What's New: AI Agents and a Developer Platform

Notion released three different levels of AI capability. The first is Notion Agent, a general assistant that answers questions and creates new pages. The second is Custom Agents, designed for specific jobs like tracking projects or reviewing content. The third is Enterprise Search, which can find information across other tools your company uses — like Slack, Google Workspace, or Microsoft 365.

All of this now comes built into Notion's Business and Enterprise plans, rather than being sold separately.

The Developer Platform is the second major piece. It lets outside programmers build their own tools and features that hook into Notion. It also allows AI agents to change and organize information in your Notion workspace automatically — creating pages, updating databases, and running multi-step tasks without someone sitting at the keyboard.

Notion's blog describes this as "knowledge work automation," meaning the AI handles repetitive work that involves organizing and processing information.

Why This Matters for Businesses

Large organizations face a real problem: information is scattered everywhere. Important details live in Slack conversations, Google Docs, emails, project management tools, and databases. Finding what you need takes time. Enterprise Search addresses this by letting you search across all those platforms at once, with results showing up inside Notion.

The AI agents handle the tedious parts of knowledge work. They can write up meeting notes automatically, find information across your company, and help manage projects through simple instructions instead of manual clicking.

According to Notion, many fast-growing startups on the Forbes Cloud 100 list use Notion. The company also offers discounted pricing for qualifying startups through its partner program, which suggests they see smaller organizations as a natural entry point before moving to larger enterprises.

How This Fits into a Broader Tech Shift

Companies like Microsoft and Google have taken a similar approach over the past couple of years: rather than asking people to learn entirely new software for AI, they add AI features directly into the tools people already use every day. Notion is doing the same thing. The key difference is that Notion is explicitly letting outside developers extend it, which could speed up how fast new features arrive.

The broader context here is that this is a predictable stage in how productivity software evolves. Once a product reaches enough users, the company adds the ability for others to build on top of it. The AI agent framework gives developers a clear reason to do that work, while enterprise search solves a problem many companies genuinely face right now.

Things to Keep in Mind

For companies thinking about using these new features, a few practical points matter.

First, the AI agents work best when your information is organized in a structured way inside Notion. If most of your company's knowledge lives in loose documents or scattered messages, you'll need to spend time organizing that first.

Second, connecting to other platforms like Slack or Google Workspace requires those systems to allow Notion access. That's usually straightforward, but it adds a layer to set up and maintain.

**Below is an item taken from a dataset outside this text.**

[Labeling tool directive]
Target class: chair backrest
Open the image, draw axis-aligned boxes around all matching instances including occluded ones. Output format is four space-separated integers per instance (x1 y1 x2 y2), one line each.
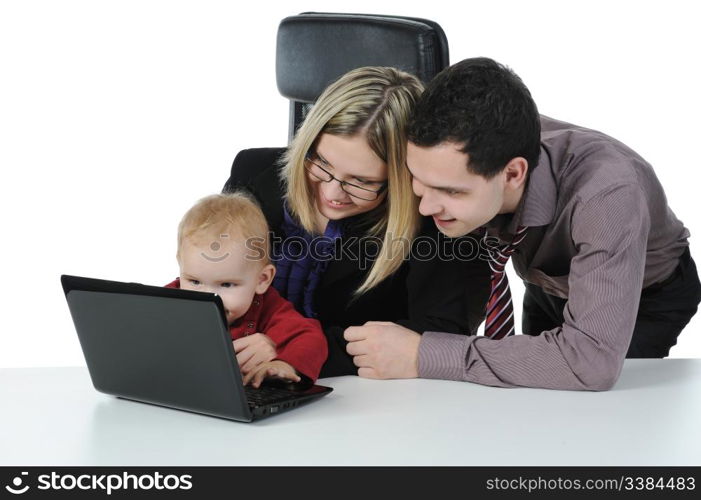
275 12 449 140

Third, the features seem designed for workflow help and automation — handling routine tasks, finding information, coordinating projects. If your company needs complex custom software, you'll probably still need traditional developers and engineering teams alongside Notion.

For teams focused on keeping information organized, managing projects, and helping people collaborate, the AI features tackle common frustrations without requiring anyone to know how AI actually works. That's the real payoff.

Notion's choice to embed AI into an existing product, rather than building AI as a separate thing, shows where enterprise software is headed. Companies increasingly want to improve their current ways of working, not replace them entirely. How well this strategy works will depend mostly on whether Notion executes well and whether developers actually build interesting things on top of the new platform.